Consider an image of an uninfected and parasitized cell –

An uninfected cell

uninfected cell

A parasitized cell

A parasitized cell

 

As we can see, the parasitized cell varies from the uninfected cell by the presence of a purple substance. Our objective is to train a classifier to distinguish infected and uninfected cells.

In our dataset, we have in total 27,558 images. The infected and uninfected images are distributed equally.

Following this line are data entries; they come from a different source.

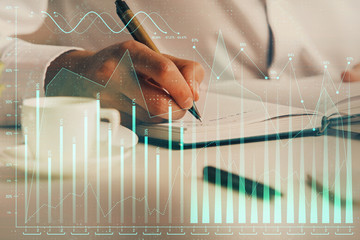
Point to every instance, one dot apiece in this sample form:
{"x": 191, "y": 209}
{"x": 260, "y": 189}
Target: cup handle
{"x": 113, "y": 116}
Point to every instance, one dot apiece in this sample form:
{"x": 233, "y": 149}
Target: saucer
{"x": 122, "y": 136}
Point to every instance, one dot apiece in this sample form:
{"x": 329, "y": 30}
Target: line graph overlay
{"x": 99, "y": 16}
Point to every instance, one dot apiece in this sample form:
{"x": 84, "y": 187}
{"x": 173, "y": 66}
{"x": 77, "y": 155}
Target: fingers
{"x": 193, "y": 73}
{"x": 353, "y": 75}
{"x": 154, "y": 73}
{"x": 161, "y": 70}
{"x": 155, "y": 100}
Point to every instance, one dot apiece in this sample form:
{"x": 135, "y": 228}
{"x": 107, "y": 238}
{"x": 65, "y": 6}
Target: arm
{"x": 25, "y": 64}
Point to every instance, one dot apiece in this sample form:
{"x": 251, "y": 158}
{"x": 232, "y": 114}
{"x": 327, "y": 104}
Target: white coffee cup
{"x": 55, "y": 126}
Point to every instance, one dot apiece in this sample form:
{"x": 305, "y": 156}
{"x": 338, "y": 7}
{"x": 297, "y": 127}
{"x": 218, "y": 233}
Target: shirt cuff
{"x": 25, "y": 66}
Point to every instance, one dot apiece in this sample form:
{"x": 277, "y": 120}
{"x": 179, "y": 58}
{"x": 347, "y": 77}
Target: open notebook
{"x": 229, "y": 119}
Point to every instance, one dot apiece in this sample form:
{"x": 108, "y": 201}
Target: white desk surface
{"x": 254, "y": 155}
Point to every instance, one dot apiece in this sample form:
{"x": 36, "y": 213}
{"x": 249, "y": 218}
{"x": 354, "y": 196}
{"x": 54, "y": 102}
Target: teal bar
{"x": 146, "y": 178}
{"x": 134, "y": 164}
{"x": 157, "y": 187}
{"x": 266, "y": 200}
{"x": 290, "y": 183}
{"x": 74, "y": 183}
{"x": 229, "y": 192}
{"x": 337, "y": 193}
{"x": 313, "y": 213}
{"x": 302, "y": 205}
{"x": 254, "y": 215}
{"x": 37, "y": 155}
{"x": 193, "y": 197}
{"x": 182, "y": 173}
{"x": 349, "y": 195}
{"x": 170, "y": 165}
{"x": 242, "y": 202}
{"x": 49, "y": 188}
{"x": 205, "y": 205}
{"x": 98, "y": 159}
{"x": 277, "y": 197}
{"x": 325, "y": 190}
{"x": 109, "y": 175}
{"x": 85, "y": 168}
{"x": 218, "y": 204}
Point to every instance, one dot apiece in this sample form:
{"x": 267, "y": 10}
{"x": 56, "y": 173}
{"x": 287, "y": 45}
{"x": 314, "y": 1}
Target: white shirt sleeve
{"x": 25, "y": 64}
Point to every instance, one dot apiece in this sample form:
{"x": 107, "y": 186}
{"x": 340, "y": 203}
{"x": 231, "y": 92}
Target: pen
{"x": 218, "y": 176}
{"x": 139, "y": 34}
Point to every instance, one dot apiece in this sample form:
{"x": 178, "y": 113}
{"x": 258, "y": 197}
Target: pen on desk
{"x": 250, "y": 186}
{"x": 139, "y": 34}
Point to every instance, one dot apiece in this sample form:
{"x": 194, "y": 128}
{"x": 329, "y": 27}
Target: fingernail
{"x": 188, "y": 103}
{"x": 196, "y": 88}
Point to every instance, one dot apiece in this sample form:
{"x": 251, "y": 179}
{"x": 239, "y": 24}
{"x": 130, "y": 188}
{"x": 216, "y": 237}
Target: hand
{"x": 353, "y": 75}
{"x": 154, "y": 72}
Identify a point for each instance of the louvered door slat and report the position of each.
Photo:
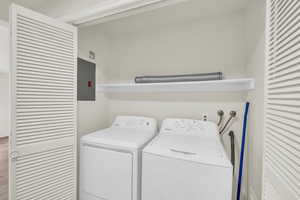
(281, 180)
(44, 138)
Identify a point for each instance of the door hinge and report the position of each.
(14, 155)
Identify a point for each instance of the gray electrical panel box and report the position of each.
(86, 75)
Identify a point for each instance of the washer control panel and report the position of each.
(188, 126)
(135, 122)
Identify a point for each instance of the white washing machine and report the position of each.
(110, 159)
(186, 161)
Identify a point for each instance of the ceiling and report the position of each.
(178, 13)
(59, 8)
(53, 8)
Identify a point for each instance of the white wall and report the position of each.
(194, 46)
(4, 47)
(255, 18)
(92, 115)
(210, 44)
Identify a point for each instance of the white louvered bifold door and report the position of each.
(43, 98)
(281, 180)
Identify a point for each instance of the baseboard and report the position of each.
(252, 195)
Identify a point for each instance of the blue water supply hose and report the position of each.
(240, 178)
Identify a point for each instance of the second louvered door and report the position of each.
(43, 97)
(281, 178)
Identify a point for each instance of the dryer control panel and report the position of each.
(189, 126)
(135, 122)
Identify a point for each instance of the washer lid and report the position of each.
(131, 138)
(191, 148)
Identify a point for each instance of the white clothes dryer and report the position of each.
(110, 159)
(186, 161)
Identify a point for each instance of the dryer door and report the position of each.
(103, 172)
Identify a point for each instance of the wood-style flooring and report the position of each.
(3, 168)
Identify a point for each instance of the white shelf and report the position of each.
(230, 85)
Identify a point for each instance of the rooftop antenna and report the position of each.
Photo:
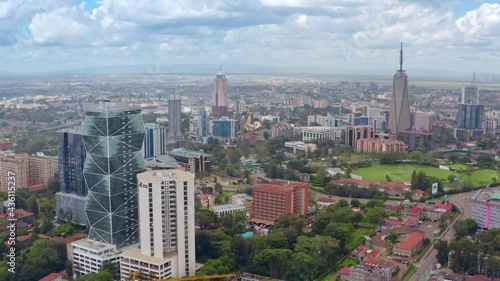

For those of you not familiar with CNNs, we’ll understand it very intuitively. Essentially, there are two main parts in a CNN

  1. Convolutional filters
  2. Fully connected layers

 

Convolution filters are like eyes. They capture details or features in an image. For example, in the case of a flower, they capture complex features about the shape, colour, etc. These features are captured by sliding a window called a convolution filter over an image.

Convolution filters

 

Then these features are passed on to the fully connected layers. Fully connected layers process these features. This network comprises many connections among unit cells or neurons. The final output is used to predict the class. 

final output of fully connected layers.

Using the pytorch framework available in python, we train a model and then test it on a validation set. Here are our results:

pytorch validation set test

Our accuracy on this set is 93% on an average which is great for a simple network.